Getting our bike theft data onto a map is difficult—difficult enough that until now we just threw up our hands and hoped someone else would do it.
But Lyzi Diamond says maps are cool and that we should use them, so it's map time.
We wanted our map of thefts to be more than a pretty picture, to provide useful data visualization—with searching, browsing through time and links to the reports on Bike Index.
map.bikewise.org shows the 100 most recent thefts for the area you are viewing. It updates with new results every time you move the map, which has the neat effect of filling in more thefts as you zoom in.
You can search theft and bike data with the search bar—but searching doesn't move you to matching results. If you search and don't see anything, try zooming out.
The markers are colored according to the when the theft happened, the legend explains what the colors mean and you can click on time periods in the legend to to filter by them.
If you want to see more results, click on show 500 (slower) underneath the search bar. Clear all the markers with the clear map link if you get overwhelmed.
Loading all the theft markers (> 28k) can overwhelm a browser/computer/internet, so I needed to dynamically load new points from the Bikewise API into the map as you moved around. This doesn't quite fit with the normal use case, so I had to come up with my own way of getting it done.

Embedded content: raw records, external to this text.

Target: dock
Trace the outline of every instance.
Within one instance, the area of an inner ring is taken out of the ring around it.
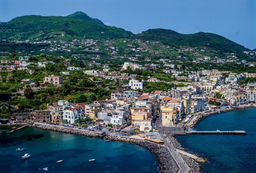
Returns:
[[[190,131],[185,132],[188,134],[246,134],[243,130],[235,131]]]

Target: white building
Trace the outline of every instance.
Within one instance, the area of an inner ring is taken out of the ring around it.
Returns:
[[[81,108],[79,107],[71,106],[68,109],[64,110],[63,119],[69,124],[75,123],[75,121],[79,118],[81,114]]]
[[[63,74],[64,75],[69,75],[69,71],[62,71],[62,74]]]
[[[112,116],[111,122],[114,127],[124,127],[127,119],[125,111],[116,111]]]
[[[142,89],[144,86],[143,82],[139,82],[138,80],[132,79],[129,81],[129,86],[131,86],[132,89]]]

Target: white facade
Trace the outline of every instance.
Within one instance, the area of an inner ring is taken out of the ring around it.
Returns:
[[[132,89],[142,89],[144,86],[143,82],[139,82],[138,80],[130,80],[129,81],[129,86],[131,86]]]
[[[80,107],[74,107],[73,106],[69,109],[64,110],[65,116],[63,119],[65,119],[69,124],[75,123],[75,121],[79,118],[81,113],[81,109]]]

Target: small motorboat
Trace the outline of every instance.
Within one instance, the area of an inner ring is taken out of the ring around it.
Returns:
[[[63,161],[62,160],[59,160],[59,161],[57,161],[57,163],[61,163]]]
[[[30,156],[31,156],[28,154],[25,154],[25,155],[21,157],[21,158],[22,158],[22,159],[26,159],[29,157],[30,157]]]

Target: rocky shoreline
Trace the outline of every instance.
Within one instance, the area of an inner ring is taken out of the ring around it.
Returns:
[[[203,117],[204,117],[209,115],[233,110],[237,109],[245,108],[249,108],[252,106],[256,107],[256,104],[248,104],[245,105],[241,105],[238,107],[228,108],[227,109],[219,109],[217,110],[213,111],[212,110],[212,112],[208,112],[202,114],[201,115],[198,115],[192,117],[186,124],[186,126],[188,127],[192,127],[200,119]],[[187,152],[194,155],[197,156],[199,157],[204,158],[205,160],[207,160],[207,158],[202,157],[200,154],[194,153],[192,151],[188,151],[187,148],[184,147],[175,138],[175,136],[176,135],[173,135],[171,134],[166,134],[167,138],[170,140],[170,141],[173,145],[174,147],[176,149],[180,150],[185,152]],[[189,172],[191,173],[201,173],[202,172],[203,166],[202,165],[198,163],[198,161],[193,159],[190,158],[184,154],[181,154],[181,157],[187,163],[187,164],[189,166],[190,170]]]
[[[199,157],[203,158],[205,160],[206,160],[207,158],[202,157],[200,154],[188,151],[188,150],[184,147],[181,143],[174,137],[175,136],[177,135],[173,136],[170,133],[166,133],[165,134],[168,139],[169,139],[169,140],[170,140],[170,141],[173,146],[173,147],[176,149],[187,152]],[[180,154],[180,155],[189,167],[190,169],[190,173],[199,173],[202,172],[203,166],[202,165],[199,164],[197,161],[184,154]]]
[[[101,133],[84,130],[70,129],[67,127],[36,123],[34,127],[44,130],[53,130],[62,133],[69,133],[89,137],[102,137]],[[159,173],[172,173],[177,172],[179,169],[167,148],[151,143],[143,139],[135,139],[111,134],[107,134],[106,138],[110,140],[133,142],[148,148],[155,155],[158,163]]]
[[[247,104],[240,105],[238,107],[228,108],[227,109],[223,109],[220,110],[219,109],[217,110],[215,110],[215,111],[212,110],[212,112],[202,114],[201,115],[197,115],[192,117],[189,120],[186,124],[185,125],[186,125],[186,127],[192,127],[196,123],[197,121],[199,120],[200,118],[203,117],[206,117],[211,115],[214,114],[218,113],[224,112],[227,112],[227,111],[230,111],[231,110],[233,110],[237,109],[245,108],[252,106],[253,106],[254,107],[256,107],[256,104]]]

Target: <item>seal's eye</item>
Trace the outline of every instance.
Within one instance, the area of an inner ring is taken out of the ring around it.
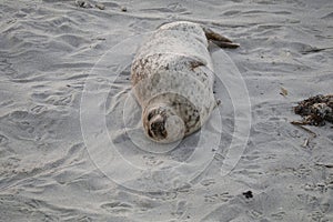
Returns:
[[[154,115],[154,112],[152,111],[152,112],[150,112],[149,114],[148,114],[148,121],[150,121],[152,118],[153,118],[153,115]]]

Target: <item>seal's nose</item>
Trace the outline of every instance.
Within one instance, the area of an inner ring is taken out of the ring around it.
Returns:
[[[150,123],[150,131],[155,139],[165,139],[168,133],[165,130],[165,120],[162,117],[155,117]]]

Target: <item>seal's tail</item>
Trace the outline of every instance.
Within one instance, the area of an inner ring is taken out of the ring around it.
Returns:
[[[226,37],[223,37],[209,28],[203,28],[203,31],[208,40],[212,41],[213,43],[218,44],[221,48],[235,49],[240,47],[240,44],[232,42]]]

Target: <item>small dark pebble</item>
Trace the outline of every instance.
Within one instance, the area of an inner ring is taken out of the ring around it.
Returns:
[[[253,198],[252,191],[243,192],[243,195],[244,195],[246,199]]]

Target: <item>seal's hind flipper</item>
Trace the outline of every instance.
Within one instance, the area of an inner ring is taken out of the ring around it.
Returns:
[[[221,48],[234,49],[240,47],[240,44],[232,42],[226,37],[223,37],[209,28],[203,28],[203,31],[208,40],[212,41],[213,43],[218,44]]]

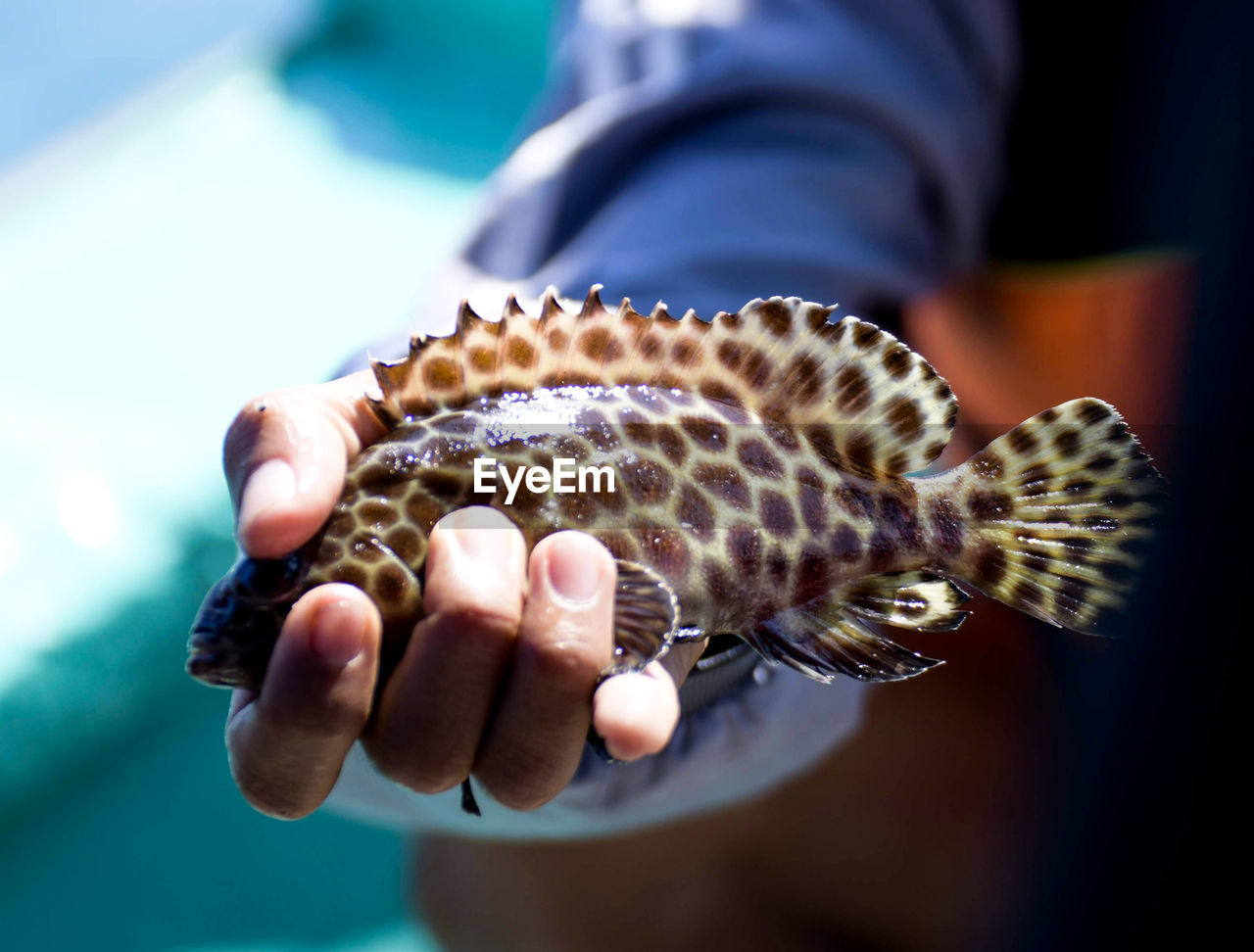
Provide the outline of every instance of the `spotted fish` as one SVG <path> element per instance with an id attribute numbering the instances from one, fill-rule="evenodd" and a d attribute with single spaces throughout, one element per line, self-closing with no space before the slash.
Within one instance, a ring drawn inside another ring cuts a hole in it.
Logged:
<path id="1" fill-rule="evenodd" d="M 453 335 L 375 361 L 386 436 L 349 467 L 306 547 L 243 558 L 211 591 L 188 671 L 257 687 L 292 602 L 324 582 L 371 596 L 394 665 L 423 616 L 431 527 L 474 504 L 529 546 L 569 528 L 607 546 L 612 671 L 731 633 L 820 681 L 892 681 L 939 662 L 883 626 L 957 628 L 956 582 L 1090 633 L 1126 602 L 1164 483 L 1109 404 L 1072 400 L 912 477 L 944 449 L 958 405 L 893 335 L 798 297 L 705 321 L 607 309 L 598 290 L 576 310 L 551 288 L 538 317 L 514 297 L 500 320 L 463 302 Z M 477 482 L 479 459 L 498 475 L 551 469 L 551 489 Z M 553 492 L 554 460 L 599 482 Z"/>

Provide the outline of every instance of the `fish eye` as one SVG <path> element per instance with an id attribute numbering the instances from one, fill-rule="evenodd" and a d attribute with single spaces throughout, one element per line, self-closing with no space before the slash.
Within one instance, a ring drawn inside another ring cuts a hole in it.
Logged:
<path id="1" fill-rule="evenodd" d="M 236 564 L 231 587 L 246 602 L 290 601 L 303 578 L 296 553 L 283 558 L 245 558 Z"/>

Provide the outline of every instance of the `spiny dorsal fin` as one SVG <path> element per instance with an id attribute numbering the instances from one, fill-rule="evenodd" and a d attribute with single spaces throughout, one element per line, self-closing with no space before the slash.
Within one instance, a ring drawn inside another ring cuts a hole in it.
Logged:
<path id="1" fill-rule="evenodd" d="M 375 362 L 384 419 L 428 415 L 479 396 L 537 388 L 645 384 L 690 388 L 799 426 L 833 465 L 863 475 L 923 469 L 949 439 L 948 384 L 893 335 L 799 297 L 755 299 L 736 314 L 650 316 L 594 285 L 582 307 L 556 288 L 529 317 L 510 296 L 499 321 L 465 302 L 448 337 L 415 337 L 398 364 Z"/>

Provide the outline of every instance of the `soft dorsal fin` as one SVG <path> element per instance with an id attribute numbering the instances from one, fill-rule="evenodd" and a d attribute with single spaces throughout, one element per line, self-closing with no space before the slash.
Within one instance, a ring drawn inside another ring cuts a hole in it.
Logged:
<path id="1" fill-rule="evenodd" d="M 562 385 L 685 388 L 798 426 L 833 465 L 863 475 L 923 469 L 958 413 L 948 384 L 893 335 L 799 297 L 755 299 L 703 321 L 648 316 L 623 299 L 607 309 L 599 285 L 582 307 L 554 288 L 532 317 L 510 296 L 500 320 L 461 304 L 458 330 L 415 337 L 409 356 L 375 361 L 385 420 L 421 416 L 480 396 Z"/>

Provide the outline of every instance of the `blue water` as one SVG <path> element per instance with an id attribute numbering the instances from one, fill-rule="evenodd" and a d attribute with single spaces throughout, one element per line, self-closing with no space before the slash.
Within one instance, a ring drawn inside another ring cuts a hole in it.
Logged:
<path id="1" fill-rule="evenodd" d="M 429 946 L 400 839 L 240 800 L 182 645 L 226 424 L 406 326 L 545 8 L 0 0 L 6 952 Z"/>

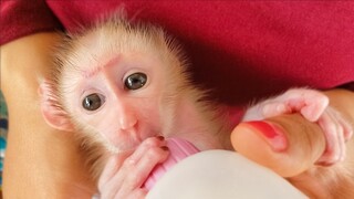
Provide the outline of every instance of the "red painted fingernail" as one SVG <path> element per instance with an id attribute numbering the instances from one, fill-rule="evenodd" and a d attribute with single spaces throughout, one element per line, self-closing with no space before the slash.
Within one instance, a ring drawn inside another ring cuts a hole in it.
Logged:
<path id="1" fill-rule="evenodd" d="M 157 136 L 156 138 L 159 139 L 159 140 L 165 140 L 164 136 Z"/>
<path id="2" fill-rule="evenodd" d="M 167 146 L 160 146 L 160 148 L 163 149 L 163 150 L 169 150 L 169 148 L 167 147 Z"/>
<path id="3" fill-rule="evenodd" d="M 263 121 L 251 121 L 246 122 L 246 124 L 261 133 L 274 151 L 283 151 L 287 149 L 288 140 L 283 134 L 283 130 L 281 130 L 278 126 Z"/>

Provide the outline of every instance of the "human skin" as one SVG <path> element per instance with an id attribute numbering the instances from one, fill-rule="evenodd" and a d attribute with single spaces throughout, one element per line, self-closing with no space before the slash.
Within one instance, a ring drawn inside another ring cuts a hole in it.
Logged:
<path id="1" fill-rule="evenodd" d="M 10 113 L 4 198 L 91 198 L 95 192 L 72 134 L 49 127 L 40 112 L 38 77 L 49 75 L 56 41 L 54 33 L 38 33 L 1 46 L 1 91 Z"/>
<path id="2" fill-rule="evenodd" d="M 83 169 L 83 160 L 77 150 L 79 144 L 73 143 L 71 134 L 50 128 L 40 113 L 37 93 L 38 77 L 48 75 L 51 65 L 48 52 L 55 41 L 54 34 L 42 33 L 19 39 L 1 48 L 1 90 L 11 113 L 4 165 L 6 198 L 27 198 L 28 196 L 33 198 L 91 198 L 95 191 L 93 182 L 85 177 L 88 171 Z M 331 103 L 353 122 L 353 93 L 346 91 L 327 93 Z M 341 105 L 343 103 L 345 106 Z M 314 132 L 313 140 L 323 144 L 321 129 L 302 117 L 280 116 L 272 122 L 283 126 L 287 135 L 296 134 L 296 129 L 292 128 L 293 124 L 304 125 L 309 132 Z M 241 127 L 254 130 L 249 126 Z M 290 136 L 289 139 L 291 143 L 293 137 Z M 244 142 L 253 144 L 249 139 Z M 348 147 L 352 147 L 352 140 L 348 143 Z M 344 163 L 351 159 L 353 157 L 348 156 Z M 312 166 L 313 163 L 310 163 L 309 169 L 312 169 Z M 329 170 L 329 168 L 324 169 Z M 302 184 L 298 187 L 302 190 L 311 189 L 310 184 Z"/>

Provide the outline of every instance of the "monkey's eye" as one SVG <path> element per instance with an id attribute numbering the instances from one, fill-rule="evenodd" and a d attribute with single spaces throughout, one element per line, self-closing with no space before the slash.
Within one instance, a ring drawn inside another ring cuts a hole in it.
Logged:
<path id="1" fill-rule="evenodd" d="M 104 96 L 97 93 L 90 94 L 85 96 L 82 101 L 82 107 L 86 111 L 93 112 L 98 109 L 104 103 Z"/>
<path id="2" fill-rule="evenodd" d="M 147 82 L 147 76 L 144 73 L 134 73 L 125 78 L 125 87 L 127 90 L 138 90 L 143 87 Z"/>

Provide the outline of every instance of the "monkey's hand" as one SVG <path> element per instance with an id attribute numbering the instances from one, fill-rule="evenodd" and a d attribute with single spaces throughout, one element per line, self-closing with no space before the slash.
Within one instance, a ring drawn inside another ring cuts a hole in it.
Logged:
<path id="1" fill-rule="evenodd" d="M 163 137 L 145 139 L 135 151 L 113 155 L 98 180 L 103 199 L 143 199 L 147 190 L 143 188 L 153 168 L 168 156 Z"/>
<path id="2" fill-rule="evenodd" d="M 325 137 L 326 147 L 317 159 L 319 165 L 333 165 L 344 159 L 345 142 L 353 135 L 351 125 L 329 105 L 329 97 L 308 88 L 292 88 L 282 95 L 263 101 L 246 112 L 243 122 L 262 121 L 282 114 L 300 113 L 309 122 L 319 124 Z M 285 139 L 273 142 L 275 148 L 285 146 Z M 279 145 L 279 146 L 277 146 Z"/>

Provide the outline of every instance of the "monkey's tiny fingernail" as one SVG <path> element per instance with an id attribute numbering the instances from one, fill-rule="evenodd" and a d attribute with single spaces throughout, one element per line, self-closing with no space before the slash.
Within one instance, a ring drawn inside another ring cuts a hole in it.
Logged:
<path id="1" fill-rule="evenodd" d="M 252 121 L 247 122 L 251 127 L 256 128 L 257 132 L 261 133 L 266 142 L 271 146 L 274 151 L 283 151 L 288 147 L 288 139 L 280 127 L 263 122 L 263 121 Z"/>
<path id="2" fill-rule="evenodd" d="M 165 140 L 164 136 L 157 136 L 156 138 L 159 139 L 159 140 Z"/>
<path id="3" fill-rule="evenodd" d="M 169 150 L 169 148 L 167 146 L 160 146 L 160 148 L 165 151 Z"/>

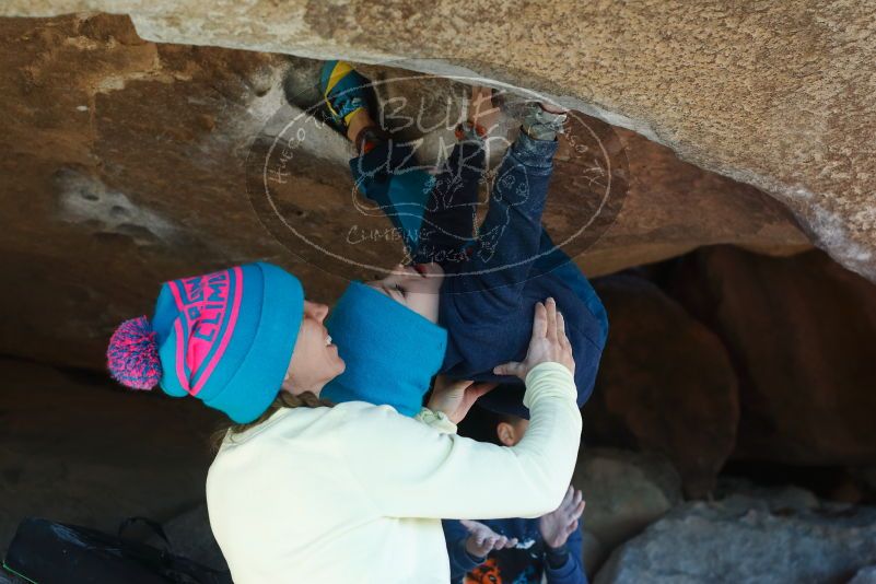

The easiest way I could think of to get the location every time the map changes was with the leaflet-hash plugin, which updates the URL with the location or zoom every time it changes. Also, it's cool and useful in its own right because it makes it possible to share the map location with a link (there still isn't a way to share the parameters that you set from the legend though).
I can say that without the Mapbox examples, tutorials and documentation, this map would be radically less interesting. They provided a great source not just for learning how to do things, but for inspiration and figuring out what was possible. I also owe a lot of thanks to their great support team, particularly Lyzi Diamond, who was incredibly patient with my bumbling questions.
And, of course, this code is all open source. You can find the mapping code at github.com/sethherr/biketheftsmap.